Well, the audience did. They kept telling the audience to shut up. The atmosphere there was really very strange, because the hearing itself was such a mongrelization. It took place in the Science, Commerce, and Transportation Committee - the least likely place in all of the U.S. government you'd think that the matter of rock lyrics should be brought up. The reason it was there was that five of the members of the committee had wives who had signed the original PMRC [Parents Music Resource Committee] letter, and they were using it as a photo op, and it was wildly attended. There were 50 still photographers and something like 30 video teams. It was a big media event. And one of the senators said, "I've been on committees dealing with the MX, the budget, this thing, that thing, and I have never seen anything like this in my life." It was the hot ticket of 1985.

DM: What do you mean, he'd never seen anything like it?

The media zoo that sprang up around the issue. One of the stars of the hearing was Paula Hawkins, the Nancy Keagan lookalike from Florida - she had the reputation of being the least effective senator; she was really a disaster. Another one of her outstanding features was that all the Watergate burglars had found employment in her office in Florida. She was just this miserable thing. She wasn't a member of the committee, but she was having trouble getting re-elected, so Danforth, who was the chairman of the committee, did her a favor - one Republican to another - and allowed her to participate in the media circus, make some comments, and, you know, to grill me. She was the one who wanted to know what kind of toys my children had.

DM: How come you quit going directly before political groups? Was it because the bad guys were getting too much publicity out of it? Or are you just tired of the chore?
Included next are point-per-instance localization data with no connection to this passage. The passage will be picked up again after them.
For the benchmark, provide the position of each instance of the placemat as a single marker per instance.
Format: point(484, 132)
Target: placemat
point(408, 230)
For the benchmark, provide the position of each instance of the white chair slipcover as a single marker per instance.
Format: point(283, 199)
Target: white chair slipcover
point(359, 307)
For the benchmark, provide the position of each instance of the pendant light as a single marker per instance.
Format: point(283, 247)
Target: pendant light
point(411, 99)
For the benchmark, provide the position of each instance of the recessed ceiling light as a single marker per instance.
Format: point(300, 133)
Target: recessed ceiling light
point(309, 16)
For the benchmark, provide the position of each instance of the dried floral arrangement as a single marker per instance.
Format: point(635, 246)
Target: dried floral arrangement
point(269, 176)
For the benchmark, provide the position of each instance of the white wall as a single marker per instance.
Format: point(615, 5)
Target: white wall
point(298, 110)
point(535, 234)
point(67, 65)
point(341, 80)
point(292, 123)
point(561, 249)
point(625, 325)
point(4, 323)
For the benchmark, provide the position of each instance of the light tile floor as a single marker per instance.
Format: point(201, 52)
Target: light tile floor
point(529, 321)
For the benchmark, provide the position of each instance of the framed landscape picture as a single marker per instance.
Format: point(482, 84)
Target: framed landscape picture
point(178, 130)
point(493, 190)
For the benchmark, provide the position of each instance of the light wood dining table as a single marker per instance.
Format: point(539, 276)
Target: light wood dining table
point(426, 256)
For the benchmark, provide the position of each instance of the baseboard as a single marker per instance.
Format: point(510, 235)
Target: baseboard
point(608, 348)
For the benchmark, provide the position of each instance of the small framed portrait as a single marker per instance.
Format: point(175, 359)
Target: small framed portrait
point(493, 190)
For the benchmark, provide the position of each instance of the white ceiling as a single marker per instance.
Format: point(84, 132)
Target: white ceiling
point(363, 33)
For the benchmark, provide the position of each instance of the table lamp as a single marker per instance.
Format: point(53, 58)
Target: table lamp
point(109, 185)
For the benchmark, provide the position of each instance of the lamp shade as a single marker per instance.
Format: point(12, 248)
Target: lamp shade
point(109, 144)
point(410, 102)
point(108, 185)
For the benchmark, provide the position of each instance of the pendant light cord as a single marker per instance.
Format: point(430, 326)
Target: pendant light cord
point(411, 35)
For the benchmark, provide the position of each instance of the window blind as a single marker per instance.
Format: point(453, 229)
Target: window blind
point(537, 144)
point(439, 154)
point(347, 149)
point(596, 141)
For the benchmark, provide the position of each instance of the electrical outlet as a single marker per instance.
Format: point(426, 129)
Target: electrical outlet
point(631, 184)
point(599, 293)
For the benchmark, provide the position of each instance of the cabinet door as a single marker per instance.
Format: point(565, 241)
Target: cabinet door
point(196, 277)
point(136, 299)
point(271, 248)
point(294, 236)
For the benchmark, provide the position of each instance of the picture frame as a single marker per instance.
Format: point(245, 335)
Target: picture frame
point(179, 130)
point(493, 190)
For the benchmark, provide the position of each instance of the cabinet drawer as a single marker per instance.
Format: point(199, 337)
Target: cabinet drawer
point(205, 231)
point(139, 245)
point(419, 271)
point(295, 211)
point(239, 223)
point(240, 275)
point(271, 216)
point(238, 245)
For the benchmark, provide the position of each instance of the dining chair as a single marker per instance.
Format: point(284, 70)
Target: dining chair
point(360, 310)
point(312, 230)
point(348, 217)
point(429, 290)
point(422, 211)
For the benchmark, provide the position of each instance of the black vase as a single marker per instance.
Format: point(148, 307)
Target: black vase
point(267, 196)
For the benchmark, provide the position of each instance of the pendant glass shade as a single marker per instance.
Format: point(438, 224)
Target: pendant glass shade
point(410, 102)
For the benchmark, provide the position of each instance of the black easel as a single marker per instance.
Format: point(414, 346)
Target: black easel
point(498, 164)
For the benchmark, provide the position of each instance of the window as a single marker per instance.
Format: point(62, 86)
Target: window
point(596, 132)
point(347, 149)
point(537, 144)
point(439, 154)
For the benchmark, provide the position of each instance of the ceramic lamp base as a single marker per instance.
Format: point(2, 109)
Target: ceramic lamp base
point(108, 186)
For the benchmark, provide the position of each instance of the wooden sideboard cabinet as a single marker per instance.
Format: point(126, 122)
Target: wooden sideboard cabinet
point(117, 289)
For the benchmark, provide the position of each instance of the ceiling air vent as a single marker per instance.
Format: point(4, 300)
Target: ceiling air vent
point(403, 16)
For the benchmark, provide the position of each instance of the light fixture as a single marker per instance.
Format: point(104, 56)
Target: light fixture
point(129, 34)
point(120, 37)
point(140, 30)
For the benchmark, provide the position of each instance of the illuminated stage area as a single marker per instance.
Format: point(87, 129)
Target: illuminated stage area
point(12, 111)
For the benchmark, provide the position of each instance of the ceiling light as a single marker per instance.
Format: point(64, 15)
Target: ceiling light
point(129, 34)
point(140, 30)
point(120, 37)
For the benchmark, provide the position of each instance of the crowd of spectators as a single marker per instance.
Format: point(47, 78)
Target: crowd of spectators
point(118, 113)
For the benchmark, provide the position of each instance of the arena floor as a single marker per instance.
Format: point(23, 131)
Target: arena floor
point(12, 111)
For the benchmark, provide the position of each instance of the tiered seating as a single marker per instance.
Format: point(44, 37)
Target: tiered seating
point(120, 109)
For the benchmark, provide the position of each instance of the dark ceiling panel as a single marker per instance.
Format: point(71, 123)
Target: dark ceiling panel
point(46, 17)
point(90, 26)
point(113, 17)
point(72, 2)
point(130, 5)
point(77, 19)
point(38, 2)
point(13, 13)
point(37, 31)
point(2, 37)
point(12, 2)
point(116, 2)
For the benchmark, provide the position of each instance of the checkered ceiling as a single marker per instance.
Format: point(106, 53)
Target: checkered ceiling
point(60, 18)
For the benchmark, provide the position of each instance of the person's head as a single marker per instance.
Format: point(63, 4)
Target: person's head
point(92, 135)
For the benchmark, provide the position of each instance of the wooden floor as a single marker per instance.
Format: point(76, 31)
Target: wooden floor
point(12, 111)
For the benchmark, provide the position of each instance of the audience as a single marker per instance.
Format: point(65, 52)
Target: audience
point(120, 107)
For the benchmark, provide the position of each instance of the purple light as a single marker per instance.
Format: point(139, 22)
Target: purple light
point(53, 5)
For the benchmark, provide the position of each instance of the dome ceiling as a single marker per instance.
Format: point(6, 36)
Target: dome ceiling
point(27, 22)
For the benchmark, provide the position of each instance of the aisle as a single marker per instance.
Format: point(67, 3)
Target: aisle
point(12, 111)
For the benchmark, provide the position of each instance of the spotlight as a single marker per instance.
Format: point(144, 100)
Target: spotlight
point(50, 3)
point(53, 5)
No, no - it's not being tired. I mean, I'll still make comments about it, but to go on these debate shows, to be commoditized as yet another talking head anytime somebody wants. . . The topic of censorship comes up, my phone starts ringing, you know? Some rap group gets its record banned someplace and my phone rings. And they think that the next day, they're going to have their special sound bite where I'll go on and debate with Tipper Gore. I mean that's the mentality, the level of the debate. And I just refuse to do that.

DM: So it's a stupid use of your time?

Well, it's for a worthy cause, but I think you could be more effective just talking generally about the idea of why this type of censorship is occurring and who's behind it than to do the talk show circuit every time one of these things hits the news wheel, and go on and you be a character who is against censorship and you will be debating somebody from some Christian organization. It's just hokey.

DM: Why is it that some of the rap groups are getting a better deal than you are? What has changed? You were a bad guy back in the '60s and '70s, and your records are now banned for distribution in certain states or places, yet most of these groups are going out there to the record bins. How come you're so honored?

I don't think any of those records pose much of a political threat to the people who'd like to see it stopped.

DM: What's your political threat?

I can talk. And there's always the possibility that someone will ask me a question, and I'll tell them what I think. They don't want to have anybody make fun of them. Besides, the situation with the lyrics of most of the rap records is, you've got basically two topics. You have sex and you have racism.

DM: Do you think there's more racism in music now?

Yeah. But it's a reflection of the times. I think there's more racism in government.